Druga zapora uchroni przed katastrofą
Budowa tamy na Wiśle wraz z elektrownią wodną może przynieść wiele korzyści
Gdański koncern energetyczny Energa chce wybudować w Siarzewie zaporę na Wiśle wraz z elektrownią wodną. Spółka jest już właścicielem podobnej elektrowni we Włocławku, gdzie znajduje się też pierwszy stopień wodny.
Potrzeba wybudowania kolejnej tamy zrodziła się z konieczności ochrony tej pierwszej przed katastrofą. O tym, czy inwestycja jest potrzebna i jaka przyszłość stoi przed elektrowniami wodnymi w Polsce, rozmawiali podczas debaty „Rzeczpospolitej" przedstawiciele rządu, inwestor projektu i eksperci.
Najlepszy projekt
– Zapora we Włocławku działa już od 40 lat, a erozja dna poniżej zapory stwarza ryzyko wystąpienia katastrofy budowlanej. Brak stałego zabezpieczenia może doprowadzić do utraty stateczności zapory – ostrzegała Teresa Zań, dyrektor Departamentu Inwestycji i Nadzoru Krajowego Zarządu Gospodarki Wodnej.

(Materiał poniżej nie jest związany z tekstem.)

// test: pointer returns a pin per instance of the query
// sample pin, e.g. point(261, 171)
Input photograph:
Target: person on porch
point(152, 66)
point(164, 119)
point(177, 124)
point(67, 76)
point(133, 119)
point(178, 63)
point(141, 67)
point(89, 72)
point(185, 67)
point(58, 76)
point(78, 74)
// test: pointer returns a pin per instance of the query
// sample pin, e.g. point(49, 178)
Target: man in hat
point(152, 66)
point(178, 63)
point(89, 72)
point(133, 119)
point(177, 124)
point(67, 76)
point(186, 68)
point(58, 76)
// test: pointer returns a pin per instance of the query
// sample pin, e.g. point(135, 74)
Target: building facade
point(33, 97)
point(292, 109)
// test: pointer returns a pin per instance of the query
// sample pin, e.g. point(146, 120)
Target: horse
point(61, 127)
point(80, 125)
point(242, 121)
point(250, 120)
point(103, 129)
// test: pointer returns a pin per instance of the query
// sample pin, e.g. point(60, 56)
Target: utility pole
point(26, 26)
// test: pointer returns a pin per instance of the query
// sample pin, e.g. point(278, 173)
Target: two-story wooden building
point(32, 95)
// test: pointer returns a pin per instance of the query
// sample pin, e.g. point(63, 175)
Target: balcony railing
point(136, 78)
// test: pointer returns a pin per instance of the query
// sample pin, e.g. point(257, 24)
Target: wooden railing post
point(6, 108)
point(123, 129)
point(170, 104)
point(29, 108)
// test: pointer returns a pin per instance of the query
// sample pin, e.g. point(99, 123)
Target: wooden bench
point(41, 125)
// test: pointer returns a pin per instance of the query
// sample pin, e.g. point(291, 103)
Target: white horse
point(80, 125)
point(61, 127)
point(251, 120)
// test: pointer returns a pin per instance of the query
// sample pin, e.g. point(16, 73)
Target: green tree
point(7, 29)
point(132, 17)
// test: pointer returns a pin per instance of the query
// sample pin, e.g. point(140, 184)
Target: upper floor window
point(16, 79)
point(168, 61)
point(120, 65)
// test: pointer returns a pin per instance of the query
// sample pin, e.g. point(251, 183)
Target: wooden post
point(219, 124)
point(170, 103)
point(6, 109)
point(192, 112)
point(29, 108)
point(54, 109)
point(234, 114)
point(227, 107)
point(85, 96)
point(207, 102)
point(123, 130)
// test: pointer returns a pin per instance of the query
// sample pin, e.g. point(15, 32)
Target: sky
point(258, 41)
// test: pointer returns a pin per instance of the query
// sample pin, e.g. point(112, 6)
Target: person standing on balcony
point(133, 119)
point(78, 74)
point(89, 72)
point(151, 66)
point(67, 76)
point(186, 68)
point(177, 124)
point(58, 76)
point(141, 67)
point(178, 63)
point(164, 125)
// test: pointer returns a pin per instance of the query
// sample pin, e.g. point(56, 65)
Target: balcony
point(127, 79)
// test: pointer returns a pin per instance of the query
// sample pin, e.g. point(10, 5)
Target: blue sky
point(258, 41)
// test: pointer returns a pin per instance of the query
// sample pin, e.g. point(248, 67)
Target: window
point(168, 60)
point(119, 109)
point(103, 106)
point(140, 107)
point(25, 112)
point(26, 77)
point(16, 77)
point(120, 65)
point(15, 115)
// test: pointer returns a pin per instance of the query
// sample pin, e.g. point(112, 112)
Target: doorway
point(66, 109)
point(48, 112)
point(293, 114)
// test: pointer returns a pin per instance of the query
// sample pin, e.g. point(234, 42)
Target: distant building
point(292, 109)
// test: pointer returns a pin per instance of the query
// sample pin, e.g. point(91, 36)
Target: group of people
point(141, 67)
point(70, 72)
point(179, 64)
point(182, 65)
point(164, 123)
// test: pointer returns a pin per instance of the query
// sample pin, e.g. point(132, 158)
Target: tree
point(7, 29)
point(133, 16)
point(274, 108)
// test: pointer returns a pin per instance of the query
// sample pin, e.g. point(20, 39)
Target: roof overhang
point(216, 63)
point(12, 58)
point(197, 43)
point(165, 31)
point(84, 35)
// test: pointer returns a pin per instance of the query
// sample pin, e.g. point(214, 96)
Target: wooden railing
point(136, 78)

Skutkiem załamania się tamy byłoby zalanie ogromnych obszarów. – Nie możemy do tego dopuścić, dlatego na bieżąco prowadzone są badania stanu technicznego i stanu bezpieczeństwa zapory. Prowadzone są remonty i doraźne zabezpieczenia, czego przykładem jest tymczasowy próg bezpośrednio poniżej zapory. Jednak jest to tylko doraźne rozwiązanie problemu. Konieczne jest natomiast wybudowanie stałej budowli, która wyeliminuje obecne...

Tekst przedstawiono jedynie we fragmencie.